Why Integrating the Family in the Therapy Is So Important
Sexual trauma can literally tear a family apart. This is especially true when one of the family members was involved in the abuse either actively or peripherally. Family members may take sides, causing life-long rifts in the family unit.
But, as stated by sex therapist Alejandra Chayet, bringing together the family for counseling sessions “creates an environment of trust in and outside of [the therapist’s] office amongst family members and leads to healthier relationships in the household.” That’s always a winning goal to pursue.
The Therapy Space Remains Sacrosanct
Family members will of course interact with one another in the home and plenty of other places besides the therapist’s office. But when the meet therapeutically to discuss sex therapy and trauma, it becomes sacred space where truth prevails and all points of view can be honored.
Because the therapist is there to guide the session, all participants can relax and be assured that there will be no attacks or piling-on of opinions. Each participating family member will have the chance to explain their thoughts and actions in a respectful manner that creates no further harm or trauma to the survivor or other family members.
Therapeutic Healing Promotes Trust
Too many families, in the face of sexual trauma, are ashamed. They may try to sweep the trauma under the rug, even to the point of denying the trauma ever happened to their family member.

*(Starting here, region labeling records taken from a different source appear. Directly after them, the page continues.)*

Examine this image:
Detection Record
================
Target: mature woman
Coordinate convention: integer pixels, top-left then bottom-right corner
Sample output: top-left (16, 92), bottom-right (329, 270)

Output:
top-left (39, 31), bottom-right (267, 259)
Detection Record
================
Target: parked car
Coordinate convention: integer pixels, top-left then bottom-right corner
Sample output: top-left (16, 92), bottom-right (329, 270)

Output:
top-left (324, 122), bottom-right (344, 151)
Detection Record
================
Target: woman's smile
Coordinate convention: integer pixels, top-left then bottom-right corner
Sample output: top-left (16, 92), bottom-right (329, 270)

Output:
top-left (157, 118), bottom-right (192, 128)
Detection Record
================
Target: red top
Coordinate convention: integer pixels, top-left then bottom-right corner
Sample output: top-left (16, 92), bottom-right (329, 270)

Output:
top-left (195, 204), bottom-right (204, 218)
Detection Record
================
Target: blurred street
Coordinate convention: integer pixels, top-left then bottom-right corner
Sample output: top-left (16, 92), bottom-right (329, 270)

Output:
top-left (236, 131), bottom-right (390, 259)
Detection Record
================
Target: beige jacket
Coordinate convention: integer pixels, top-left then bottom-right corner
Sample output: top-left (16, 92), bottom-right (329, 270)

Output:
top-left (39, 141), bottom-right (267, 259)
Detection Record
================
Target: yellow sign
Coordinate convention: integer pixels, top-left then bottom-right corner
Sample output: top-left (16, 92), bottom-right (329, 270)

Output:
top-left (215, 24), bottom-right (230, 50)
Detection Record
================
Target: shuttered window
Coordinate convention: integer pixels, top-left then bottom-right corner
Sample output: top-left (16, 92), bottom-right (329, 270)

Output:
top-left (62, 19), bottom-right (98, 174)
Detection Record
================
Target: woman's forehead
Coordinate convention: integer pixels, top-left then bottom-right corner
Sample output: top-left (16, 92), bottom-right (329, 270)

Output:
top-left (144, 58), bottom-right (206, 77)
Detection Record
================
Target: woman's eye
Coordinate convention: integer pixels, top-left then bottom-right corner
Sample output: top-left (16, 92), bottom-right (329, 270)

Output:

This reaction re-traumatizes the survivor. Not only are they bereft of the family support they so sorely need at this juncture, the gaslighting they experience from their own loved ones can cause even more damage to fragile psyches.
Because the therapist’s office is their safe space, these issues can be thoroughly plumbed without assigning guilt to anyone but the actual abuser. The therapist can reinforce that a trauma survivor is never at fault for their abuser’s actions if that allegation has ever surfaced within the family unit.